A Roller Coaster of Hope and Despair
By Steve Clemens, FPC Duluth, MN. April 18,2006

I've seen this before in prison--getting your hopes up that something "special" has arisen in your case meaning that you'll get released sooner, have an appeal granted, or...(fill in the blank).

"Beetlejuice" (that's the nickname he prefers over his given name, Stacy) came back to the room this morning ecstatic. "I just talked to a guy in the library who used to be an attorney. He says I just have to file Form #___ and I will automatically qualify for a half-way house." I asked him where he would get such a form (from our "counselor" [sic]) and whether he'd cooperate with filing it. Beetle burst out, "I'll be out of here--two weeks max. They have to give it to you."

Talk around the compound the past few days has been about a new court decision which affects anyone sentenced to more than one year. Twenty-five years ago, back when there was credit for "good time" given if one did not have it revoked for disciplinary reasons, one could go to a half-way house early if you didn't have violence on your "jacket" (the file of your criminal history). In the rush to "get tough on crime" during the Reagan years, "good time" was done away with in Federal prisons and it was to be replaced with more realistic sentences which would remove such selective judgments from one's length of incarceration. But this new supposed court victory that everyone is talking about has given rise to all kinds of speculation.
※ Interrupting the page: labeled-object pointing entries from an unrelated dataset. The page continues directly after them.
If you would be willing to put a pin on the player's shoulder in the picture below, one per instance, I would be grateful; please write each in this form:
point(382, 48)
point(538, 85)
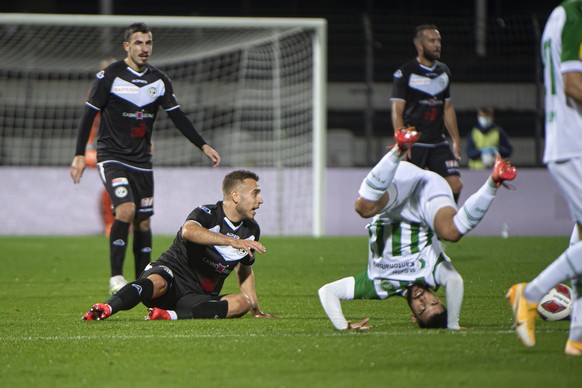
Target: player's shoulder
point(112, 71)
point(406, 69)
point(442, 67)
point(155, 71)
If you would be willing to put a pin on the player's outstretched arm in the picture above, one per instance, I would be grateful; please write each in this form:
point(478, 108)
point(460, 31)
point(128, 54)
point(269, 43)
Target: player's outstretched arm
point(211, 154)
point(196, 233)
point(363, 325)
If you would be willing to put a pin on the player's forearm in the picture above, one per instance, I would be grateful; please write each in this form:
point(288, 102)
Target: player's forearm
point(573, 85)
point(197, 234)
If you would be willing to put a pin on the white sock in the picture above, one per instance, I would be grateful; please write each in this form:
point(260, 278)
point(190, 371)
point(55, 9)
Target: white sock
point(474, 208)
point(576, 316)
point(574, 237)
point(378, 179)
point(567, 266)
point(330, 296)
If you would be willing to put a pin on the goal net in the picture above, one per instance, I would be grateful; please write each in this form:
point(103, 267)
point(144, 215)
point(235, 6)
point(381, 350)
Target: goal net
point(254, 88)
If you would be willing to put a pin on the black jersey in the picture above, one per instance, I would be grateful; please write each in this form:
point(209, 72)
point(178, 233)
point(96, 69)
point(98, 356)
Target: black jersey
point(129, 102)
point(424, 90)
point(206, 267)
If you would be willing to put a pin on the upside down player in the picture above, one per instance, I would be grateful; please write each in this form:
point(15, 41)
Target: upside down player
point(185, 282)
point(128, 94)
point(412, 209)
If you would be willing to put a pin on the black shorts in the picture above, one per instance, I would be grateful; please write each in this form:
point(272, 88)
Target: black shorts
point(435, 157)
point(173, 299)
point(128, 184)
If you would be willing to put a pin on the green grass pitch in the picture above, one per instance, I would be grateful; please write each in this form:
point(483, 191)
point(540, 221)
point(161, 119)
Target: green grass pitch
point(47, 283)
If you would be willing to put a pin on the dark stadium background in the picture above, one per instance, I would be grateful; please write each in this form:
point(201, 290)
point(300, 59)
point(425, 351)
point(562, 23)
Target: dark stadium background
point(512, 42)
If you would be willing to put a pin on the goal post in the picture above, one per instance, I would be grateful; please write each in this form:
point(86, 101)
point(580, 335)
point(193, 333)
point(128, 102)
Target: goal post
point(254, 88)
Beetle, who only has a couple days more than two months of his relatively short 18 month sentence to serve, claimed that with his disability (he was run over by a combine 12 years ago and collects SSI) they’ll probably just give him an ankle bracelet and let him finish his sentence at home in Northern Iowa. “I just have to file this form and they must approve it—it’s a slam dunk!”

At lunch time for the past two days there has been a lineup of “dignitaries”--the chaplain, some “counselors,” Case and Unit Managers, and today—the Warden and the Associate Warden. I haven’t met them yet, so I asked some other convicts which one was the warden since I’ve only seen his/her? name on some documents or notices posted to bulletin boards. “Did you see that big guy with the sports coat and a mustache? He’s the Associate Warden. The Warden is that little black guy who is dressed like a pimp.” Now that brought a smile to my face.
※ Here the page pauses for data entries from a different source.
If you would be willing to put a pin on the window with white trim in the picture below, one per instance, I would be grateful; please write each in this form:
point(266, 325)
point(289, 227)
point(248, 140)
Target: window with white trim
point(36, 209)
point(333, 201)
Anyway, I’m told “he’s a nice guy.” Beetle comes back to the room after lunch and says, “I talked with the Warden and he says I’m too short to qualify for the early release.” (Too short means you don’t have enough time left on your sentence to “bother” with the extra paperwork). I told him he should file it anyway, because it is your right to do it. Immediately the other two of my roommates said, “No—you don’t want to piss off the Warden; he can make your life hell for the rest of your time here.”

“But,” Beetle adds, “he did say if Dr. LaSalle here keeps threatening me with having to work (thus revoking his disability status), he’ll intervene for me.” Hope and despair. Hope again and be ready to be crushed again. Novice and transient that I am in this penal system, I said that I’d file the form anyway, insisting they do their jobs. We are constantly lectured to “obey the law” yet every day this prison violates Federal law regarding minimum standards for treatment of federal prisoners. But most are vulnerable here. They are told that “camp” is a privilege and if you cause too much “trouble,” you are likely to be shipped off to a higher-security (and greater hassle) prison.

So, Beetle continues to sleep away his days and evenings. Despair doesn’t give one extra energy and hope, although it springs eternal, fades quickly in this confinement. I hope he at least can dream he is free.